Consternação na Ucrânia, Europa
O porta-voz do Ministério das Relações Exteriores da Ucrânia, Heorhiy Tykhyi disse no Telegram segunda-feira que “a Mongólia permitiu que um criminoso acusado escapasse à justiça, partilhando assim a responsabilidade pelos crimes de guerra”. Ele acrescentou que Kiev trabalharia com os seus parceiros “para garantir que isto tenha consequências para Ulaanbaatar”.
A Comissão Europeia apelou na segunda-feira à Mongólia para cumprir as suas obrigações para com o TPI.

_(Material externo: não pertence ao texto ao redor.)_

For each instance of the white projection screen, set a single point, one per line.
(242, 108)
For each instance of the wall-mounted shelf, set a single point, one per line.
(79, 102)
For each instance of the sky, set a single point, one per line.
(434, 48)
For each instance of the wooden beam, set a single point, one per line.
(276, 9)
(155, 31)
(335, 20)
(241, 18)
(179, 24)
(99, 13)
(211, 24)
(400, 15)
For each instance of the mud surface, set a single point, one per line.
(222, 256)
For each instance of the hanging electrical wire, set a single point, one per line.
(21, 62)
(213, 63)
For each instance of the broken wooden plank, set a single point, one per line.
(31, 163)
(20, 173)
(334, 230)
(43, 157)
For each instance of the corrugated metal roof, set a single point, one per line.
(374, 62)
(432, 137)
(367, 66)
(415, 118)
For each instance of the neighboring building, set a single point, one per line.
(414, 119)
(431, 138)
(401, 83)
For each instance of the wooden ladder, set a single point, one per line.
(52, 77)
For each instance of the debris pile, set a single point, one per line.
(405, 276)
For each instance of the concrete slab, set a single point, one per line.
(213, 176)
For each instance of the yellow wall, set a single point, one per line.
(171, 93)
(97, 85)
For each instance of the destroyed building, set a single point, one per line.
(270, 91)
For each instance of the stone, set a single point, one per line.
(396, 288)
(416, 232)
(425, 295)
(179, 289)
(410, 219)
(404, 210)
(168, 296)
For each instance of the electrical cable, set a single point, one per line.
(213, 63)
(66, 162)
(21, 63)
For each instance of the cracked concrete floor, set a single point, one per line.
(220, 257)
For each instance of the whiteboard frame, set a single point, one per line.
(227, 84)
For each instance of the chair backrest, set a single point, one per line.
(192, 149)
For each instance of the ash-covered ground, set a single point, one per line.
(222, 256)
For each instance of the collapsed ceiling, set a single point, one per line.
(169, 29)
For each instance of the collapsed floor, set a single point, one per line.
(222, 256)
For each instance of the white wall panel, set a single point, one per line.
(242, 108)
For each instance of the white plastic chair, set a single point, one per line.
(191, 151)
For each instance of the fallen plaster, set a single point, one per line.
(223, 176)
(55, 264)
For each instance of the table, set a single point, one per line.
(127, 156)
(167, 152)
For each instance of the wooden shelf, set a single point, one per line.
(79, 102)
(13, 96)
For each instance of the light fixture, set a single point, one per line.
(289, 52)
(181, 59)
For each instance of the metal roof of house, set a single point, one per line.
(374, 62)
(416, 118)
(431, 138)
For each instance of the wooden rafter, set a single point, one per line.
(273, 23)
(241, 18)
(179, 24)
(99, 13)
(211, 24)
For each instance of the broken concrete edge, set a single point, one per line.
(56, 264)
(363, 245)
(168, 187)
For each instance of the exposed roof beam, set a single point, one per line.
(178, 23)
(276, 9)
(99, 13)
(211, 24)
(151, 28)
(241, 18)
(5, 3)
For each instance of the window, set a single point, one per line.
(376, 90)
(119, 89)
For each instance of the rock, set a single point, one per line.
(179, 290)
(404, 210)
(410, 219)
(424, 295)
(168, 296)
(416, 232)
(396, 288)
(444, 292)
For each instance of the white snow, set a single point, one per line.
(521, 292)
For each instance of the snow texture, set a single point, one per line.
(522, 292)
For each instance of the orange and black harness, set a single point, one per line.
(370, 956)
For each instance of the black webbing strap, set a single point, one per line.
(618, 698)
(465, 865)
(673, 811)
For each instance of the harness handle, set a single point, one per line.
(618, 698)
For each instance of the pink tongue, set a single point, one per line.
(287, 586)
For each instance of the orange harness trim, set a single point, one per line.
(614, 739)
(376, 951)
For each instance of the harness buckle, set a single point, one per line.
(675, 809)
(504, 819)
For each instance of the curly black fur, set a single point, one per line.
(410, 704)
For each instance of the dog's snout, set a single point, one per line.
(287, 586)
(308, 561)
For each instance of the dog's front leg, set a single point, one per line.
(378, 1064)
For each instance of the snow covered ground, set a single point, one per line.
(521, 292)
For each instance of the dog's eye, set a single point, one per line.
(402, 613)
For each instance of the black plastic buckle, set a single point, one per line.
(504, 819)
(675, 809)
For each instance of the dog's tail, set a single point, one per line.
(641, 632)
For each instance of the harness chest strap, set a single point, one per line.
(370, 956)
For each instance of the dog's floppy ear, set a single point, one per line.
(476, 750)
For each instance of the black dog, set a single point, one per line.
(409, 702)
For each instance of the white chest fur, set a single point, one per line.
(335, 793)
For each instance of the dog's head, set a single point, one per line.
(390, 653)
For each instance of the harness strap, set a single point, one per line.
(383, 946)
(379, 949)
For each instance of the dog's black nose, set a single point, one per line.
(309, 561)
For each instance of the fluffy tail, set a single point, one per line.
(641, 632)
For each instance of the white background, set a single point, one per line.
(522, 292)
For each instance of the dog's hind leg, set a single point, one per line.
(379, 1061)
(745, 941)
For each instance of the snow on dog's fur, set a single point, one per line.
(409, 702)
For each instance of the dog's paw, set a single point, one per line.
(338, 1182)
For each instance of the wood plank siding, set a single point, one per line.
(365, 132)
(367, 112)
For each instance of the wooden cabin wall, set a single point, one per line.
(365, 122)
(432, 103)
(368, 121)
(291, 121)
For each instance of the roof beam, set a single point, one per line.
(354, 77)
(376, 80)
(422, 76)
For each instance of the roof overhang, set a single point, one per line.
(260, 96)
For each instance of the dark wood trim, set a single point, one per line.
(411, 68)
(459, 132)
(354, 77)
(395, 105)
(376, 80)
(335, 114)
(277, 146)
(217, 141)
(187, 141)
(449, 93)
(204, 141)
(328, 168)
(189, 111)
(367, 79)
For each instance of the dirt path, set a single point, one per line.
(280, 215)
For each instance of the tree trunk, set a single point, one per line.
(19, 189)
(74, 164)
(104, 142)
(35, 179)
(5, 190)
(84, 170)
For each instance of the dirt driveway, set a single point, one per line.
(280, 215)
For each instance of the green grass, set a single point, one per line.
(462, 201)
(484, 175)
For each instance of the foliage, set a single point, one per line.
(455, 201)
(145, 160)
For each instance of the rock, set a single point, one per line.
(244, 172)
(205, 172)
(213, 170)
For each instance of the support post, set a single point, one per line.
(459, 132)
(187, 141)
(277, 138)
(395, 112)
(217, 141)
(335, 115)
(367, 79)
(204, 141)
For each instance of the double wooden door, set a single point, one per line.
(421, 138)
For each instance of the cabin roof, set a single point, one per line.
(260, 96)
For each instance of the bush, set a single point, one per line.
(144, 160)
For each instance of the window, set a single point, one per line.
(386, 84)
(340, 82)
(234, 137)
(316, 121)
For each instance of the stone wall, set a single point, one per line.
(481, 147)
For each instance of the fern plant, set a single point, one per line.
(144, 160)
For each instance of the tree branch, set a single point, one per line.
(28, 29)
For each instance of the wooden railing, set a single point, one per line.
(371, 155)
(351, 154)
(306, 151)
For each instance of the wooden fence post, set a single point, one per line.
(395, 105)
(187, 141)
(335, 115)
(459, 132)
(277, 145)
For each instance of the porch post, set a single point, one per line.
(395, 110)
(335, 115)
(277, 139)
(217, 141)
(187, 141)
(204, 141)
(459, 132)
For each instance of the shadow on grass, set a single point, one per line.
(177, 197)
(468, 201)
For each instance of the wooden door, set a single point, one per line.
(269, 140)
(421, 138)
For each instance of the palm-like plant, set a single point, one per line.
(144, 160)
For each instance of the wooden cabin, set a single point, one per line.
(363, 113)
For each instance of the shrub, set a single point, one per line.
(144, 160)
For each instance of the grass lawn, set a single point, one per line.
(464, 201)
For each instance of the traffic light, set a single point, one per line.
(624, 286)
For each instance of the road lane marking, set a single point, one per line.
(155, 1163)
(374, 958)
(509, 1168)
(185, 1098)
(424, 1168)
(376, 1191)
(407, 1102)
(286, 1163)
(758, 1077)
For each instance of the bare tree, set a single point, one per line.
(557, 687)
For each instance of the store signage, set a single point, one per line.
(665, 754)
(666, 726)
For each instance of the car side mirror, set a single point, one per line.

“A Mongólia, como todos os outros países, tem o direito de desenvolver os seus laços internacionais de acordo com os seus próprios interesses, no entanto… A Mongólia é um Estado Parte do Estatuto de Roma do TPI desde 2002, com as obrigações legais que isso implica. Temos manifestámos a nossa preocupação sobre a visita e declaramos claramente a nossa posição do TPI através da nossa delegação na Mongólia,” A porta-voz da Comissão, Nabila Massrali, disse segunda-feira.
Os activistas dos direitos humanos também criticaram a medida com Vigilância dos Direitos Humanos e a Amnistia Internacional entre os grupos que apelam à Mongólia para prender Putin.
Altantuya Batdorj, diretor executivo da Amnistia Internacional na Mongólia, comentou na segunda-feira que “as obrigações legais internacionais da Mongólia são claras”.
“O Presidente Putin é um fugitivo da justiça. Qualquer viagem a um Estado membro do TPI que não termine em prisão encorajará o actual curso de acção do Presidente Putin e deve ser vista como parte de um esforço estratégico para minar o trabalho do TPI para processar suspeitos de crimes de guerra. “, disse Batdorj, em comentários postados online.